Nein, Schweden hat die 4-Tage-Woche nicht dauerhaft eingeführt. Von 2015 bis 2017 wurde in mehreren Städten wie Göteborg ein Pilotprojekt gestartet, bei dem ausgewählte Arbeitnehmer nur vier Tage pro Woche arbeiteten – bei vollem Gehalt. Das Ziel war es, die Produktivität und das Wohlbefinden zu steigern. Die Ergebnisse waren vielversprechend: Viele Teilnehmer berichteten von weniger Stress und besserer Gesundheit.

Doch trotz positiver Rückmeldungen wurde das Modell landesweit nicht übernommen. Der Hauptgrund: fehlende finanzielle Ressourcen. Die Umstellung erforderte zusätzliche Kosten, etwa durch mehr Personal, um die Arbeitslücken zu schließen. Ohne staatliche Unterstützung ließ sich das Konzept langfristig nicht tragen.
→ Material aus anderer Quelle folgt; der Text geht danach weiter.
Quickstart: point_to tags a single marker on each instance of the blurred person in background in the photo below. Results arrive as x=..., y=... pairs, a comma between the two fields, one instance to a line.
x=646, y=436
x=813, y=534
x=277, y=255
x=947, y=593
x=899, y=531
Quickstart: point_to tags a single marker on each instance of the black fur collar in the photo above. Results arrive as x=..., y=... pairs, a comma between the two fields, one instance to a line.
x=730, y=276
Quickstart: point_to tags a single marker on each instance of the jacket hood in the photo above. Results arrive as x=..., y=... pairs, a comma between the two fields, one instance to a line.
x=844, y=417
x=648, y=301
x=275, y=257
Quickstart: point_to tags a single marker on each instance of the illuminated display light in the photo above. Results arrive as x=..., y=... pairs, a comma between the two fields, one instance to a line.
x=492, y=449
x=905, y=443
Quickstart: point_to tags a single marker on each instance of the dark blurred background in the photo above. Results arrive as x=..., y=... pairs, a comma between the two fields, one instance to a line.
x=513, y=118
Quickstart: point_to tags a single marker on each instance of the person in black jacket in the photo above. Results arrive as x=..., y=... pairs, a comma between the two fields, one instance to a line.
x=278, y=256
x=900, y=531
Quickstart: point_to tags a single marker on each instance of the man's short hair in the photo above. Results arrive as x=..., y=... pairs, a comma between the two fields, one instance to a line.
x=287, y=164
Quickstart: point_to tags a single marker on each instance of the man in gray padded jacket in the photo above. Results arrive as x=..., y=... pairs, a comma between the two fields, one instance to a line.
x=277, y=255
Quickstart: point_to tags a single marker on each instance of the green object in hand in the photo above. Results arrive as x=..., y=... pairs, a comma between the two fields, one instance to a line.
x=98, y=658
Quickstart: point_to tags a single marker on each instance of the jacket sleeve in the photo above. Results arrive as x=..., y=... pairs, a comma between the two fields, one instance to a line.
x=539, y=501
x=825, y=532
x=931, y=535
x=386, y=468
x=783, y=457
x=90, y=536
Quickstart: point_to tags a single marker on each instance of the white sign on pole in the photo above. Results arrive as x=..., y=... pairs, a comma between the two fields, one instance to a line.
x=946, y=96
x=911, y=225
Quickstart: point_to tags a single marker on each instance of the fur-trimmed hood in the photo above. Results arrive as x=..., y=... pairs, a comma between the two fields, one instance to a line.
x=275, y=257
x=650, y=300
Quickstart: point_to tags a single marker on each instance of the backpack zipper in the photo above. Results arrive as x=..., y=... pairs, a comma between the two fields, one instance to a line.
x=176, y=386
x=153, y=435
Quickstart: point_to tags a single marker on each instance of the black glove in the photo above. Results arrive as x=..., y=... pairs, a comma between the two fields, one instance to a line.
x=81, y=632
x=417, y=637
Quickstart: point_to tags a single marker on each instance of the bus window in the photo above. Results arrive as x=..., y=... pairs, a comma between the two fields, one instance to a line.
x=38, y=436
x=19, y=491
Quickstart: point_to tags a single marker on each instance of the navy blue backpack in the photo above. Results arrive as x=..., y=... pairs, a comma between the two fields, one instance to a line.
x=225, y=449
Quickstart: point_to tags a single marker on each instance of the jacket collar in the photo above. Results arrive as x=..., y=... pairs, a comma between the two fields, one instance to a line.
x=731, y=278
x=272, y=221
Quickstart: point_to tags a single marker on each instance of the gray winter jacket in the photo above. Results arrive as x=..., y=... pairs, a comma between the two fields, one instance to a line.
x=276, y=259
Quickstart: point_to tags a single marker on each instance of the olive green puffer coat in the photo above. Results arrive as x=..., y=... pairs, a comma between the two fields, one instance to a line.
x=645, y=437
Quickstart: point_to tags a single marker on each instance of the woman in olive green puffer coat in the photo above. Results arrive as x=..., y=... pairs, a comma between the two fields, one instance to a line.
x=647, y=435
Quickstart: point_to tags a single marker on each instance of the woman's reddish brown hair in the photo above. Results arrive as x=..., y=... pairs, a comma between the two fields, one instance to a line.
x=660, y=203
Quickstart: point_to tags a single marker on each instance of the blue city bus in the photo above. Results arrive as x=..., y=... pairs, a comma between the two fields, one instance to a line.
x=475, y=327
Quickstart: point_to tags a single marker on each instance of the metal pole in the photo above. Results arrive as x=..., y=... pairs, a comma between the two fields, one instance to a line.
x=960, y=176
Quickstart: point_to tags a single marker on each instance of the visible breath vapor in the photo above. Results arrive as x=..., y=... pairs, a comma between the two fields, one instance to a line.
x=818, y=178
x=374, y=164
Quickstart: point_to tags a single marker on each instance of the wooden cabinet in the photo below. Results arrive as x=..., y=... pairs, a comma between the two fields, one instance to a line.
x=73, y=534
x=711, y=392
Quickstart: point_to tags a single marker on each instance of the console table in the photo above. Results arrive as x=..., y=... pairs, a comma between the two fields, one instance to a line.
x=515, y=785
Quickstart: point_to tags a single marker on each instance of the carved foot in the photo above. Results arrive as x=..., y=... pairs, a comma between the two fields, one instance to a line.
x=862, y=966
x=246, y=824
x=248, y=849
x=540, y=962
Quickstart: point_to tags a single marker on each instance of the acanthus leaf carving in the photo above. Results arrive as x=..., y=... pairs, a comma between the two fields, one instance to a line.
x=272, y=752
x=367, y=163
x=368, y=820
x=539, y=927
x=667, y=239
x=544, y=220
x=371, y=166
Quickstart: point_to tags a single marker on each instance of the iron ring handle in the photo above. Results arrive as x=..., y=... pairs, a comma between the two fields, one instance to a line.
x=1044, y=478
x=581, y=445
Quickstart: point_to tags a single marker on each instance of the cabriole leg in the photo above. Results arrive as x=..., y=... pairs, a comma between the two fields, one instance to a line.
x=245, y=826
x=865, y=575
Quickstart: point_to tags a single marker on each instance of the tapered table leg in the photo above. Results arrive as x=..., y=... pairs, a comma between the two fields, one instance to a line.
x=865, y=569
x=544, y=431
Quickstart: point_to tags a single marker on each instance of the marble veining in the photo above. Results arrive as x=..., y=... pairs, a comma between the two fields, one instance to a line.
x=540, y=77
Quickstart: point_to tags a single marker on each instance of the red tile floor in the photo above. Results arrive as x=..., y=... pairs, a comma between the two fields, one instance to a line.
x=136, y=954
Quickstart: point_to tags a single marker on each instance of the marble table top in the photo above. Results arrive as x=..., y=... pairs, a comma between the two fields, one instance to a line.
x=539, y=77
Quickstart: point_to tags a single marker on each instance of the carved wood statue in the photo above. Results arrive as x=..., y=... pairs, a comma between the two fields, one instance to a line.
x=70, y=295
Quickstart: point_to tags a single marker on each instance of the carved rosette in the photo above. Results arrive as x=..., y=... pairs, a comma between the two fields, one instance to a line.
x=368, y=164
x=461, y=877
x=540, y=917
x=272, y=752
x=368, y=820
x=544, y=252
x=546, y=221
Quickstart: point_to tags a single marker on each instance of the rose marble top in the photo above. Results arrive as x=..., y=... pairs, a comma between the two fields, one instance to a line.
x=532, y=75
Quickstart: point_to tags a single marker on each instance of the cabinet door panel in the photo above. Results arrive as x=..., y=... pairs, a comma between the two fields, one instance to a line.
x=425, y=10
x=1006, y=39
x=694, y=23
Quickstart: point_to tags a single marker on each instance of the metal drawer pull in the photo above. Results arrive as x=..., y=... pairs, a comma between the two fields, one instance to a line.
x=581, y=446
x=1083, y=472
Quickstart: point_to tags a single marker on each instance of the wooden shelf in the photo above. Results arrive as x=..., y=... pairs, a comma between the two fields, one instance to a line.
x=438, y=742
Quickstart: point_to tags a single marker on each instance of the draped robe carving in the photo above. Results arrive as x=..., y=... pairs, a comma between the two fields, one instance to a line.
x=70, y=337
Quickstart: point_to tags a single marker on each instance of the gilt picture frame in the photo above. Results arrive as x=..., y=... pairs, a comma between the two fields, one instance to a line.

Interessant ist auch der Fall Island: Dort lief ein ähnliches Experiment bis 2019. Dort zeigte sich, dass die Arbeitsleistung nicht sank – im Gegenteil, in vielen Bereichen stieg sie sogar. Dennoch führte auch Island die 4-Tage-Woche nicht flächendeckend ein.

Wichtig zu wissen: Eine 4-Tage-Woche bedeutet nicht immer weniger Arbeit. In Belgien etwa wurde 2023 eine flexible Regelung eingeführt, bei der Arbeitnehmer vier Tage arbeiten können – aber oft die gleiche Stundenzahl leisten müssen. Die Arbeitszeit wird lediglich komprimiert.

Ob die 4-Tage-Woche die Zukunft ist, bleibt abzuwarten. In Schweden war sie ein spannender Test, der gezeigt hat, dass sich viele Vorteile bieten – doch ohne politische und wirtschaftliche Unterstützung bleibt sie vorerst eine Ausnahme, kein Standard.